Ein 16-jähriger deutscher Urlaubsgast fuhr mit seinem Snowboard abseits der Piste und folgte Schispuren im Tiefschnee. Er verlor die Spur aus den Augen und kam in sehr steiles, schwieriges Gelände. Ein Abstiegsversuch endete oberhalb eines Wasserfalles. Über sein Handy verständigte er seinen Vater, der seinen Sohn bei der Bergstation als vermisst meldete. Im Zuge der großangelegten Suchaktion konnte der Urlauber aus seiner misslichen Lage befreit werden.
- Helm.
Ein zehnjähriges Urlaubskind aus Deutschland hatte am 8. Jänner 2005 bei einem Schiunfall in Werfenweng/Salzburg einen Schädelbruch erlitten, obwohl es einen Schutzhelm getragen hatte. Der Bub wurde frontal von einem 16-Jährigen gerammt.
- Absturz.
Am 14. Jänner 2005 fuhr die zehnjährige Stefanie hinter dem Elternhaus mit einem Plastikbob bergab und fiel dabei vom Bob herunter. Dieser rutschte weiter. Das Kind rannte hinter seinem Spielzeug her. Stefanie stürzte, rutschte auf dem Schnee weiter und fiel schlussendlich 150 Meter tief über den 70 Grad steilen Abhang in die Tiefe. Ihr Bruder schlug sofort Alarm. Die Mutter rief die Rettung und stieg dann selbst zu ihrem Kind ab. Retter mussten sich zu Stefanie und deren Mutter abseilen und flogen dann mit ihr in das Landeskrankenhaus Villach. Diagnose: Gehirnerschütterung, Nasenbeinbruch, Prellungen und Schnittwunden.
- Absprung.
Ein 41-Jähriger Schifahrer aus Luxemburg war mit der Id-Joch-Sesselbahn talwärts unterwegs, als die Bahn betriebsbedingt kurz anhalten musste. Der Urlauber dachte, man habe ihn vergessen, und sprang aus sechs Metern Höhe in die Tiefe, er blieb unverletzt.
- Wegabschneider I.
Zwei Freunde (41 Jahre alt) stiegen am 4. Jänner 2005 über wegloses Gelände (Längenfeld/Tirol) talwärts ab. Dabei rutschte einer auf einer mit Schnee bedeckten Eisplatte aus und stürzte über eine ca. 100 Meter hohe Felswand ab, wobei er tödliche Verletzungen erlitt. Sein Freund stieg zu dem Abgestürzten ab und verletzte sich dabei ebenfalls (Rippenbrüche und Prellungen). Beide wurden von der Bergrettung geborgen und mit dem Hubschrauber abtransportiert.
- Wegabschneider II.
Michael B. und Emil H. (48, 50) aus Deutschland (24.09.2005) wollten über den markierten Weg Richtung Zafernjoch/Fontanella/Vorarlberg aufsteigen. Da beiden der Weg auf dem Grat zu gefährlich erschien, entschlossen sie sich, über den steil abfallenden Grashang Richtung Zafernalpe abzusteigen. Um den Weg abzukürzen, rutschen sie auf dem Hosenboden ab. Beide stürzten und blieben nach 100 Metern schwer verletzt liegen (Prellungen und Hautabschürfungen sowie Schädel-Hirn-Trauma). Beide wurden mittels Seilbergung geborgen und in das Krankenhaus geflogen.

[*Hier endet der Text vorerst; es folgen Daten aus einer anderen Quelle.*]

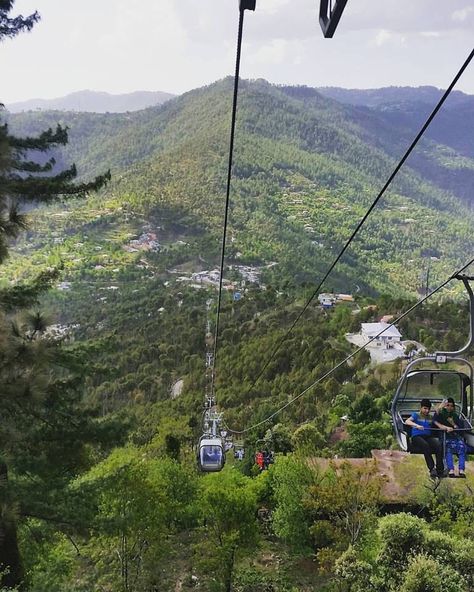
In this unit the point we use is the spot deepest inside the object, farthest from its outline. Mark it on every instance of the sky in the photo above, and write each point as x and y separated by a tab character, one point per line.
119	46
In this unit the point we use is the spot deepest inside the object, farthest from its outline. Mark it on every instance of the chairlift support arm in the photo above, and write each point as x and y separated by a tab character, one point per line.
330	12
465	280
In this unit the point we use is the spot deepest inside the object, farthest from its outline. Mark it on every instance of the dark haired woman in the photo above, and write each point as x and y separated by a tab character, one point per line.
448	420
423	441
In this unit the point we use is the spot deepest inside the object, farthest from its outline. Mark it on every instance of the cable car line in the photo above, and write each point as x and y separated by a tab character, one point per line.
366	215
212	444
244	5
349	357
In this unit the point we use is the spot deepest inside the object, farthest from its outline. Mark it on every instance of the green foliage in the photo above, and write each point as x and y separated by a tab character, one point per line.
427	575
227	505
307	440
290	479
349	495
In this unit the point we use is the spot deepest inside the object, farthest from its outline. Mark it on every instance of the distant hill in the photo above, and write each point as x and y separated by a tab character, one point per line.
305	169
409	107
94	102
378	97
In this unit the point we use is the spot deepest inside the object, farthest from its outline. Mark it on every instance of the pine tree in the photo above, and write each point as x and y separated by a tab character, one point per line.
29	401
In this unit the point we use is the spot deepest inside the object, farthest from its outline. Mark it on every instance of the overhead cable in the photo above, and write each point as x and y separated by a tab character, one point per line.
367	214
349	357
242	7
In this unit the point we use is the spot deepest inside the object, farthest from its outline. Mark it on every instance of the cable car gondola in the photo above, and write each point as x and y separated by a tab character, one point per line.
211	453
429	378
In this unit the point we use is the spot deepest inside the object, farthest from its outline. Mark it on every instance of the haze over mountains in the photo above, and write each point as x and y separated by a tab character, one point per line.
305	169
94	102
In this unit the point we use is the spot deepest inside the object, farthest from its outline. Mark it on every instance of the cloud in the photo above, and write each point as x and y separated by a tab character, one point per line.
463	14
274	52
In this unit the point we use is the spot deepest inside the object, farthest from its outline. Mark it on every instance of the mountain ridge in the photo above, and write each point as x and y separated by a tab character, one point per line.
88	101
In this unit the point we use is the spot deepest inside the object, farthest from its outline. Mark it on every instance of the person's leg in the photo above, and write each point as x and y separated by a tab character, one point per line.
437	449
420	444
461	452
449	457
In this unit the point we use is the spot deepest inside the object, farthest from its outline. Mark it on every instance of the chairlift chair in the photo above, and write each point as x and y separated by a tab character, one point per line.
430	378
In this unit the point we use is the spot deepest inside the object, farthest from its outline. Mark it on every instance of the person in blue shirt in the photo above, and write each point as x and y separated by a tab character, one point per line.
423	440
448	420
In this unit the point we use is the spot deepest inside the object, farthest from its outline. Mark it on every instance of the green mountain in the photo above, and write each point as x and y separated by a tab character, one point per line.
94	101
305	170
131	513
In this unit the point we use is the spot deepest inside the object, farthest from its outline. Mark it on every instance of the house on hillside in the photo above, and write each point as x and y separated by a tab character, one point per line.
387	339
384	348
327	300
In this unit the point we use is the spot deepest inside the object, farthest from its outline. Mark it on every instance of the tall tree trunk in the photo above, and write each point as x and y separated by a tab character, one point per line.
10	558
229	572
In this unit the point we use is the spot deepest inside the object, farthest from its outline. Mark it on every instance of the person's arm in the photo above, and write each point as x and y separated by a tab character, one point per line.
411	422
443	427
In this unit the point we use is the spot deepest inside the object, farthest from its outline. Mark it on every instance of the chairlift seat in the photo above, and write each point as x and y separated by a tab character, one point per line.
211	455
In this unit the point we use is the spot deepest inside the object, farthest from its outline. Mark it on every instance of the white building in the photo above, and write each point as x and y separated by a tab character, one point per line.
386	340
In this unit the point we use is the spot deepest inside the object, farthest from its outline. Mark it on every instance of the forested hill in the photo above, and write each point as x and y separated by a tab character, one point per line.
95	102
406	106
305	169
102	490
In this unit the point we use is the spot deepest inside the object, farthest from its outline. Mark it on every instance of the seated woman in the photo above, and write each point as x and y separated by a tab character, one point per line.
448	420
423	441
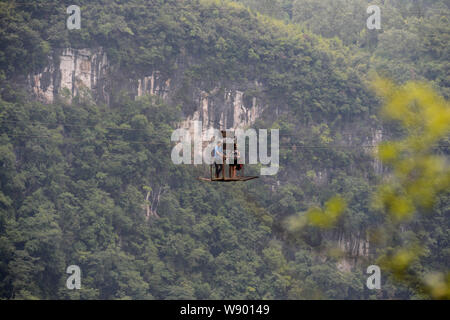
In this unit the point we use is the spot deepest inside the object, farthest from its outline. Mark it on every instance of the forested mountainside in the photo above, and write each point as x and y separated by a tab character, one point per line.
86	176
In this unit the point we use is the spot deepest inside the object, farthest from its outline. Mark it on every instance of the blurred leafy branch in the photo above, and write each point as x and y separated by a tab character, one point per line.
417	174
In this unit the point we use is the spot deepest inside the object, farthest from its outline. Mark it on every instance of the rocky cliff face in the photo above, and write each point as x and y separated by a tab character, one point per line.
71	72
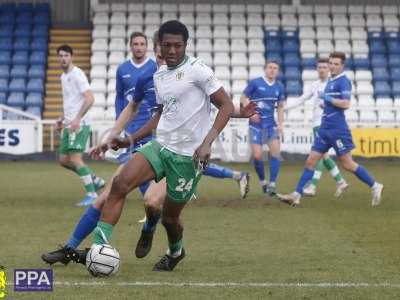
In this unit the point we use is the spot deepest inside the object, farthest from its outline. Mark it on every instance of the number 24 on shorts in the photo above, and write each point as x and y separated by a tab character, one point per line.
183	186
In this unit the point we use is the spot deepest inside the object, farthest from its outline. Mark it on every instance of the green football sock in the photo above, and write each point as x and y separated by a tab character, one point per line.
86	176
331	166
102	233
317	173
175	248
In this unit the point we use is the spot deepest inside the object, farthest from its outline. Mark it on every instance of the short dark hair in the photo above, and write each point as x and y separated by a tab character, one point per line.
340	55
272	61
135	35
322	61
173	27
65	48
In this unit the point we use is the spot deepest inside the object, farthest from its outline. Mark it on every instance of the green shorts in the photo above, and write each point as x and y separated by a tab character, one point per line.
180	171
74	142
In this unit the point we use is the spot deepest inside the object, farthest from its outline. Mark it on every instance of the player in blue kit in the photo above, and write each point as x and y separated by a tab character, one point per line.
335	133
269	95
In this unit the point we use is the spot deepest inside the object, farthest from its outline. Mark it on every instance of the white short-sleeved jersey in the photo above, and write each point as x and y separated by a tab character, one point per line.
74	84
312	92
184	93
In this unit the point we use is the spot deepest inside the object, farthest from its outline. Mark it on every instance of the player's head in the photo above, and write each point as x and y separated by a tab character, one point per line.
173	36
64	55
323	68
336	62
138	44
157	49
271	69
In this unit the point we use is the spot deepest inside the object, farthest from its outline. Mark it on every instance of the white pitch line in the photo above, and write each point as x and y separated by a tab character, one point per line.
230	284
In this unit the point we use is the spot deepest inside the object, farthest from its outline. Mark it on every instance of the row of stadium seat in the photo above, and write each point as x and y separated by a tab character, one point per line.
23	58
252	19
248	8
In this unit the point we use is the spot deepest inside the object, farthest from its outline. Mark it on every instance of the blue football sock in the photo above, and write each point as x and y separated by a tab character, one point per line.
214	170
259	166
305	177
274	165
143	187
151	223
85	226
364	176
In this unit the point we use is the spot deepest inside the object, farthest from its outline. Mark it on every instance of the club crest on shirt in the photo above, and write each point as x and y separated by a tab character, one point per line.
179	75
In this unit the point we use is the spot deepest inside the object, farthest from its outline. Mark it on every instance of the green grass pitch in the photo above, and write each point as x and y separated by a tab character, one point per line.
228	240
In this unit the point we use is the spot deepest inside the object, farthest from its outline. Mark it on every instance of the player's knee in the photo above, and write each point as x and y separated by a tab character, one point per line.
119	186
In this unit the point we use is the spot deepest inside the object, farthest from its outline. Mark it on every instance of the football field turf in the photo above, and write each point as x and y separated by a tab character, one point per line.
256	248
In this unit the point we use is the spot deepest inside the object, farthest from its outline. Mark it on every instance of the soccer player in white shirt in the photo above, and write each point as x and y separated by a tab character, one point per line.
185	88
312	93
75	124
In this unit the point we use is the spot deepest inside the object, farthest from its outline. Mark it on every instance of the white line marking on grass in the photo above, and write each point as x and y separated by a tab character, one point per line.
229	284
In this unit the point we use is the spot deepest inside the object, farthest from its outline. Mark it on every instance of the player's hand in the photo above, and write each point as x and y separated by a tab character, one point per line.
279	127
75	124
248	110
98	151
202	154
255	118
59	124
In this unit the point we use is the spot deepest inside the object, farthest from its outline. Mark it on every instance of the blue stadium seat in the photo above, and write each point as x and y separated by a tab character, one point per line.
41	19
393	46
396	89
8	7
16	100
24	18
275	56
394	60
23	31
20	58
40	31
293	88
34	110
38	58
378	61
290	46
380	74
291	60
37	71
3	85
395	74
26	7
382	89
290	35
42	7
309	63
35	86
17	85
19	71
361	63
39	44
7	18
34	99
21	44
292	73
3	98
273	45
4	71
6	31
5	58
377	47
6	44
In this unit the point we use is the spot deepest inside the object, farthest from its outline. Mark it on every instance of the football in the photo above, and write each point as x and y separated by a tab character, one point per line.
102	260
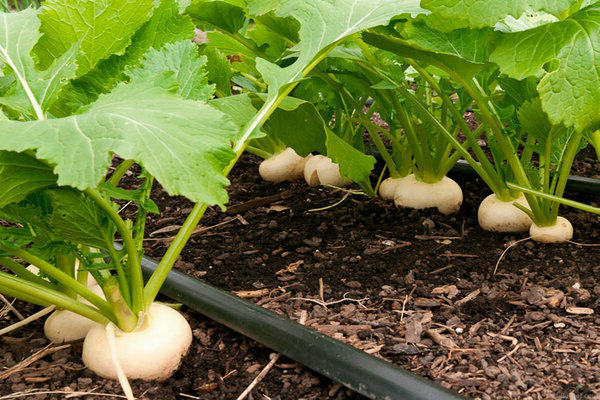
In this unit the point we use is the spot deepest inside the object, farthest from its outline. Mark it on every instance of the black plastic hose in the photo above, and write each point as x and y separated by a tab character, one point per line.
578	184
355	369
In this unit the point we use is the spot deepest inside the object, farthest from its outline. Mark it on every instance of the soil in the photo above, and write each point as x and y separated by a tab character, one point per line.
491	316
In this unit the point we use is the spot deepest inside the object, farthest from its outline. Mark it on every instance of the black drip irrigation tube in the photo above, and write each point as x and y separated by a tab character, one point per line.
575	183
370	376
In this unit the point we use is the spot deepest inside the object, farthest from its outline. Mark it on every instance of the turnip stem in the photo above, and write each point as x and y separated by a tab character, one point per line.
41	295
561	200
133	260
22	272
565	169
120	171
484	168
62	278
127	321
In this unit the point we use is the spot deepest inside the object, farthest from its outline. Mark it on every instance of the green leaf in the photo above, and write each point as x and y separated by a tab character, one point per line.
78	219
138	196
217	14
101	28
33	214
468	44
452	14
318	33
353	164
165	26
182	59
566	55
33	90
445	62
298	124
218	70
184	144
21	175
284	28
260	7
238	107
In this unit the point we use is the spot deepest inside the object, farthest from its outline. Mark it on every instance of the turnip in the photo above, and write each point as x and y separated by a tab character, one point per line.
152	351
561	231
284	166
321	170
64	326
496	215
387	189
445	194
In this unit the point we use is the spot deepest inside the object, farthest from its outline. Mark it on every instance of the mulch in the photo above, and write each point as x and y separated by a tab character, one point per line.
411	286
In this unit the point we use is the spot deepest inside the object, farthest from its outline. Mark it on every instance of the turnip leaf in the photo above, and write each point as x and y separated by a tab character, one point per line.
452	14
317	33
184	144
21	175
182	59
165	26
78	219
354	164
32	90
102	28
566	56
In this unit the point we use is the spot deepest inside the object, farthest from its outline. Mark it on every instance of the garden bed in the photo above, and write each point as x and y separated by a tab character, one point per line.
414	287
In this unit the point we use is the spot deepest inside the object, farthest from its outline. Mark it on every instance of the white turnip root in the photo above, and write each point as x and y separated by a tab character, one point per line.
562	231
153	351
64	326
495	215
445	194
387	189
321	170
284	166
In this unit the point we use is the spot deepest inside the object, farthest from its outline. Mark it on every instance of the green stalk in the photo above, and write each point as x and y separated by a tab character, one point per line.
259	152
135	280
41	295
24	273
62	278
561	200
66	265
484	168
390	164
120	171
126	320
563	177
411	137
450	161
155	282
595	141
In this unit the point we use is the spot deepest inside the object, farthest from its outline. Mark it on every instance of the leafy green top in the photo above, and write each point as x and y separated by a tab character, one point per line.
155	119
566	56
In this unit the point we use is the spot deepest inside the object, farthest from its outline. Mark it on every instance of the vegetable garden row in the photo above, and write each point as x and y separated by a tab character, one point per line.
296	83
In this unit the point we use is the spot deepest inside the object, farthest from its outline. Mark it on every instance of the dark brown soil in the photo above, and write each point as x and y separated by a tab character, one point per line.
413	287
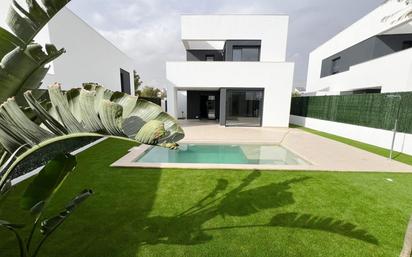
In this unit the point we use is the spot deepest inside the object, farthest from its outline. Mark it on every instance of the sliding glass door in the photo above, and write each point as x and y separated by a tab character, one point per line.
244	107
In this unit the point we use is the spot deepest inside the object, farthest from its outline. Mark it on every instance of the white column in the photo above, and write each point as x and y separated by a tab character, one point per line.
172	101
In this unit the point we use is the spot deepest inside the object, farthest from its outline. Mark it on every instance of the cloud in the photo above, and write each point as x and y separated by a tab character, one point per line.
149	30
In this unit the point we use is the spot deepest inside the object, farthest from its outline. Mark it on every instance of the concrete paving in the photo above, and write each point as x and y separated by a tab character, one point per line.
323	154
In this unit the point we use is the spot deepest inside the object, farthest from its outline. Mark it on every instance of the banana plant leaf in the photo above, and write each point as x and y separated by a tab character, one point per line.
47	182
23	62
88	111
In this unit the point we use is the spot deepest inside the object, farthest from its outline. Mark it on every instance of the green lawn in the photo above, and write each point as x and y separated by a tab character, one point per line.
401	157
216	213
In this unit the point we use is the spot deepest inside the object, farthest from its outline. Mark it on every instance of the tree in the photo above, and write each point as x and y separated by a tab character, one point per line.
137	82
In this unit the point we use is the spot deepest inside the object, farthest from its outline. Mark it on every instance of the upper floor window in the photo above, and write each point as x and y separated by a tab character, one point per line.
210	58
406	44
246	53
335	68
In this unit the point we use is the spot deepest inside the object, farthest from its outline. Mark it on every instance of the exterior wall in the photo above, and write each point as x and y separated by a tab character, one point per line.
393	73
275	78
389	18
181	105
272	30
377	137
234	43
367	50
89	57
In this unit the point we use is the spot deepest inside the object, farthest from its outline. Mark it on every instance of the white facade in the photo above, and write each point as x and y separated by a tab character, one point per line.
271	72
89	56
390	73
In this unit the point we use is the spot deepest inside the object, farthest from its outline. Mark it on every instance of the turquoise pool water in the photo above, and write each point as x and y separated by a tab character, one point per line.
222	154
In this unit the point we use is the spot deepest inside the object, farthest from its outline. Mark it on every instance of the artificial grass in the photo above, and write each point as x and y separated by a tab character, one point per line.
401	157
215	213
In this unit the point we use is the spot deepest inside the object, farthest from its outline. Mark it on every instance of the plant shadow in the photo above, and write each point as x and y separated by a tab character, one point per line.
187	228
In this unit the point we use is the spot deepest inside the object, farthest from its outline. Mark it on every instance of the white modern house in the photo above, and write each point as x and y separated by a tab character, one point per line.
89	56
372	55
235	70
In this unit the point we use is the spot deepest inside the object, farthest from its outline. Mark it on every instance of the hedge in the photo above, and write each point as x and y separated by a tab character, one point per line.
369	110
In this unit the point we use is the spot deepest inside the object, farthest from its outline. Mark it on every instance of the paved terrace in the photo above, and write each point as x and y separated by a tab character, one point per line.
323	154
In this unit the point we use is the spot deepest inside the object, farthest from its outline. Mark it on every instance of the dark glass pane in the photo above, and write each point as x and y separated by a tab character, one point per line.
250	54
210	58
237	54
244	107
336	65
406	45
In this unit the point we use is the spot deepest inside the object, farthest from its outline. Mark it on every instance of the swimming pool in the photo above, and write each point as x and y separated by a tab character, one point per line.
222	154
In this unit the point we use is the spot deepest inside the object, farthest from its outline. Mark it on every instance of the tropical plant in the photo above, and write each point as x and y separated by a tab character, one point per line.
36	199
23	62
91	111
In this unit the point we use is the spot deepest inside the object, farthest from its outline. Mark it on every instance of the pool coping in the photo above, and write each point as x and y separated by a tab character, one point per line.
128	161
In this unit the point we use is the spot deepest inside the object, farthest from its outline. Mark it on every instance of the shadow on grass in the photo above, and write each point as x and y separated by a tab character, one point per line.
186	228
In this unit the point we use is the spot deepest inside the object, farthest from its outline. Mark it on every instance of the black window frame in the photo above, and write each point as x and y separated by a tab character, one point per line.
406	44
241	48
209	56
335	66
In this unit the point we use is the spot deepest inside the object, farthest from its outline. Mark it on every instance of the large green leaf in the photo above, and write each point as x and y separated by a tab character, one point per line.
49	225
8	42
22	62
13	227
91	111
27	24
47	182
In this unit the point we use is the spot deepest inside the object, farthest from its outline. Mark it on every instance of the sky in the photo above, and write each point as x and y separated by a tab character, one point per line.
149	30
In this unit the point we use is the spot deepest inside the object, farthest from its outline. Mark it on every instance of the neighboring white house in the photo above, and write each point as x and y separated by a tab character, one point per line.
235	70
372	55
89	56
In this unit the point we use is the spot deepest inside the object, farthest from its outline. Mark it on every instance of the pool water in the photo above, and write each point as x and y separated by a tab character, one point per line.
222	154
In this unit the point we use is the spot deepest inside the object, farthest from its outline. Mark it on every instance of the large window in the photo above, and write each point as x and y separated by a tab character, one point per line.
244	107
210	58
406	44
336	65
125	81
246	53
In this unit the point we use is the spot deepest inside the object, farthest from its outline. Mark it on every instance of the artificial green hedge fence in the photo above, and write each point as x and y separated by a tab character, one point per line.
369	110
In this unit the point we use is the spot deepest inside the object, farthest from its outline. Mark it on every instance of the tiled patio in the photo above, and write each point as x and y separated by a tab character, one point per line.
323	154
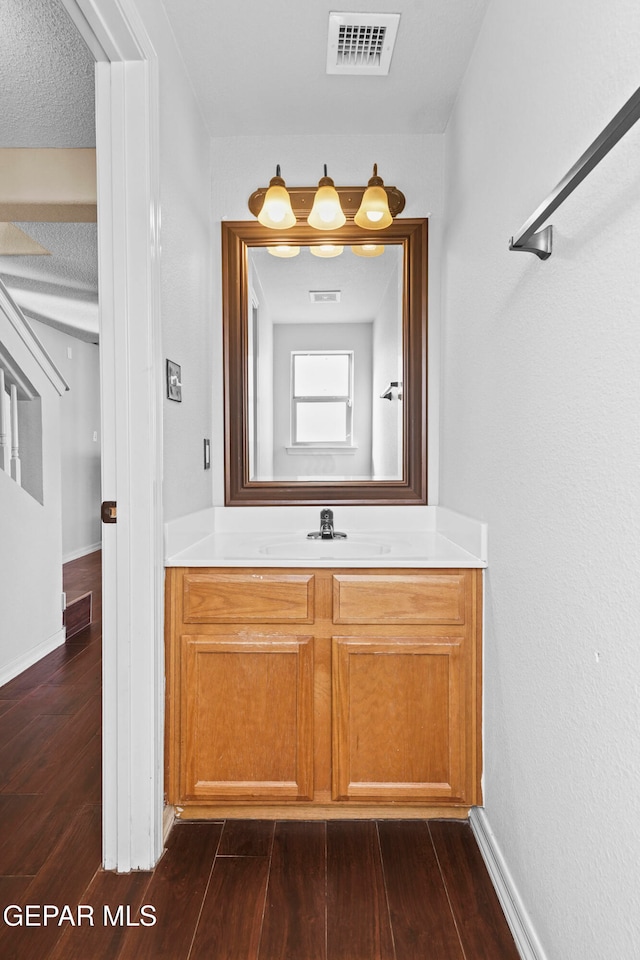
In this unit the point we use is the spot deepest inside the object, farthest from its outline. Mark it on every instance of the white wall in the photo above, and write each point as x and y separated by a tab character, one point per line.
186	272
30	533
80	453
386	446
541	437
414	164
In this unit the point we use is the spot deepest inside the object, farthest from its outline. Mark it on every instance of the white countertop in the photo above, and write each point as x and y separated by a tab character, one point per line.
433	539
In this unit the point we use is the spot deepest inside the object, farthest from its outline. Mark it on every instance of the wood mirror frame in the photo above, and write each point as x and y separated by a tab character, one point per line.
240	490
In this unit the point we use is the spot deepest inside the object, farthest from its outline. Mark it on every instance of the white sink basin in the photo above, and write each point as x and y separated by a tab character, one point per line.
302	549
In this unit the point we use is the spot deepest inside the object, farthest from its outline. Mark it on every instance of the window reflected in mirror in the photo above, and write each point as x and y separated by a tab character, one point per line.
325	364
325	339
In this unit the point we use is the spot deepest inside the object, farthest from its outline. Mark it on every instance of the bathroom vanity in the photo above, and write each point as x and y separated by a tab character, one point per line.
306	690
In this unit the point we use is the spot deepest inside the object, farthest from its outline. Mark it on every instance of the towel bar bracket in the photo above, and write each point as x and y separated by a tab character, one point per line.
540	243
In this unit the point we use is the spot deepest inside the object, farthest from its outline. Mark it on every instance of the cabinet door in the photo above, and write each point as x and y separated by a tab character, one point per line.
247	718
399	719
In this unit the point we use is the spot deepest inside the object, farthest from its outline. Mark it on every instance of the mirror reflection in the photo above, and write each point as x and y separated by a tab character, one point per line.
325	364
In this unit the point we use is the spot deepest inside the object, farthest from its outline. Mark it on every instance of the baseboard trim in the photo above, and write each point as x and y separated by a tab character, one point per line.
20	664
517	917
168	820
82	552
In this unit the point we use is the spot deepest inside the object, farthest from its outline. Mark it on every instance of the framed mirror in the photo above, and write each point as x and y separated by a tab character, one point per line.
325	364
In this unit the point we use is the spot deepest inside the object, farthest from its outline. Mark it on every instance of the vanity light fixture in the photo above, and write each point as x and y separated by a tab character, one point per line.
299	204
368	249
326	213
276	212
284	250
374	213
326	250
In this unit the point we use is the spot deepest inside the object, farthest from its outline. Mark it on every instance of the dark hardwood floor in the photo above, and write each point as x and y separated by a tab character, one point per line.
234	890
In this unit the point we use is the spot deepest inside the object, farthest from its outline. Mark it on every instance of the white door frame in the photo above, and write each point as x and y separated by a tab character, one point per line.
127	142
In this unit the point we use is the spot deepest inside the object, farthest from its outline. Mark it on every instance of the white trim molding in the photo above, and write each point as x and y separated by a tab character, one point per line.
524	935
17	666
128	188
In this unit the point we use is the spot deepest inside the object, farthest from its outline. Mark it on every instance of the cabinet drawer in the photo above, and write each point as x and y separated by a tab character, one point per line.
229	597
404	598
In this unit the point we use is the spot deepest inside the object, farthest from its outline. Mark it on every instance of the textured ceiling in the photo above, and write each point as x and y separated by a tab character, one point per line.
46	77
258	66
362	282
47	84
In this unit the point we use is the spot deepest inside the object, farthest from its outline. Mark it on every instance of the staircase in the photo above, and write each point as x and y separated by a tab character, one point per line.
78	580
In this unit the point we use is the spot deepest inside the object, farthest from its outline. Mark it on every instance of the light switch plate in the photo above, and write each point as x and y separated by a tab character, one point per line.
174	381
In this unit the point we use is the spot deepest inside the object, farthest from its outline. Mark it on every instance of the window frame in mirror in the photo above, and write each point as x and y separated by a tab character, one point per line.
237	237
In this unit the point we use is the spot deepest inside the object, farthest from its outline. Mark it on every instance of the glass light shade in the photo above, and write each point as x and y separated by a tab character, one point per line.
284	250
368	250
374	210
326	250
326	213
276	210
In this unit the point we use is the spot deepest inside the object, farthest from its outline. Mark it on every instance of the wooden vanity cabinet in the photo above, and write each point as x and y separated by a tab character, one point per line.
324	692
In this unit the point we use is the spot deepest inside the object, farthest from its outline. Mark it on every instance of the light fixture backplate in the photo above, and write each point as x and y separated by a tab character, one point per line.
361	44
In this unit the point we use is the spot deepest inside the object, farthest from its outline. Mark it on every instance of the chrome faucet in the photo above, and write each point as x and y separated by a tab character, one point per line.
326	531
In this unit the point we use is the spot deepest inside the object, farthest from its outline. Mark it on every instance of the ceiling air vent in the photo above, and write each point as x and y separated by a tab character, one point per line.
361	43
324	296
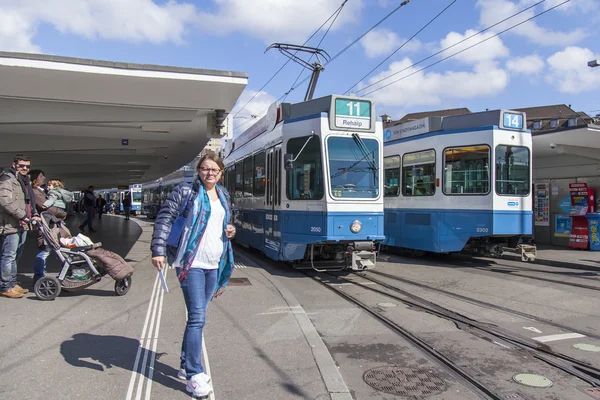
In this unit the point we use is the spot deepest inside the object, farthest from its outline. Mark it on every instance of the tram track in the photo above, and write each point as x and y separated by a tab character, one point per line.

- Absturz mit Schneeschuhen.
Im Zuge einer Schneeschuhwanderung am 27.01.2005 im Bereich der Gemeinde Pfunds, nordöstl. Hahntennenberg/Tirol, die ein 66-Jähriger Wanderführer aus Österreich anführte, musste die Gruppe einen kleinen Schneewall mit ihren Schneeschuhen queren. Dabei rutschte ein 63-Jähriger Urlaubsgast aus Deutschland aus. Dem Führer gelang es noch, den abrutschenden Gast bei der Rucksacktrageschlaufe zu erfassen, konnte diesen jedoch nicht mehr halten und beide rutschten anschließend ca. 140 Meter über teils sehr steiles Gelände ab. Beide mussten mittels Tau („Libelle“ und „Martin 2“) aus der Rinne geborgen werden. Bei dem abgestürzten Urlaubsgast konnte jedoch nur mehr der Tod festgestellt werden (Genickbruch, schweres Thoraxtrauma sowie multiple Extremitätenfrakturen).
- Zusammenstoß mit Paragleiter.
Ein Paragleiter wurde am 5. Jänner 2005 von einer Windböe erfasst und auf eine Schipiste (Zillertal) verweht. Er prallte dabei gegen ein siebenjähriges Kind, das im Schlepplift den Hang hinauffuhr. Beide wurden verletzt.
- Absturz beim Abseilen.
Eine 50-Jährige Kletterin wollte sich am 26.02.2006 vom Columbus Eisfall (Maltatal/Knt.) abseilen, stürzte jedoch die ganze Länge von 50 Metern ab, wobei sie sich tödlich verletzte. Die Kletterin wollte als Letzte abseilen. Der Abseilachter blieb übrig, er war unterhalb des Abseilstandes in das Seil gefädelt.
- Kick.
Ein 31-Jähriger aus Neuberg (Bgld.) raste mit seiner Motocross-Maschine in halsbrecherischem Tempo über die Schipiste in Neuberg und wollte dabei über eine von ihm und seinem Freund errichtete Sprungschanze springen. Er unterschätzte die Steilheit des Hanges und stürzte nach dem Sprung. Er erlitt schwere Verletzungen und musste mit dem Notarzthubschrauber ins Krankenhaus Güssing geflogen werden.
- Erstickt I.
Ein 7-Jähriger Schüler aus Wien fuhr am 6.02.2005 am Kollmannsegg (Mühlbach am Hochkönig/Salzbg) im Tiefschnee neben der Lifttrasse talwärts. Er kam zu Sturz, schlitterte bergab und stürzte kopfüber zwischen zwei Fichtenbäume. Er konnte sich selbst nicht mehr befreien und erstickte.
- Erstickt II.
Ein 16-Jähriger fuhr mit seinem Freund eine Variantenabfahrt vom Bichlingberg,Tennengebirge talwärts.Während der Abfahrt durch bewaldetes Gebiet verloren sie sich aus den Augen. Während der eine sicher das Tal ereichte, kam sein Freund zu Sturz und blieb in der Folge kopfüber im Tiefschnee zwischen Jungbäumen stecken. Er konnte sich nicht mehr befreien und wurde erst am folgenden Tag durch die Bergrettung tot aufgefunden.
- Spaltensturz I.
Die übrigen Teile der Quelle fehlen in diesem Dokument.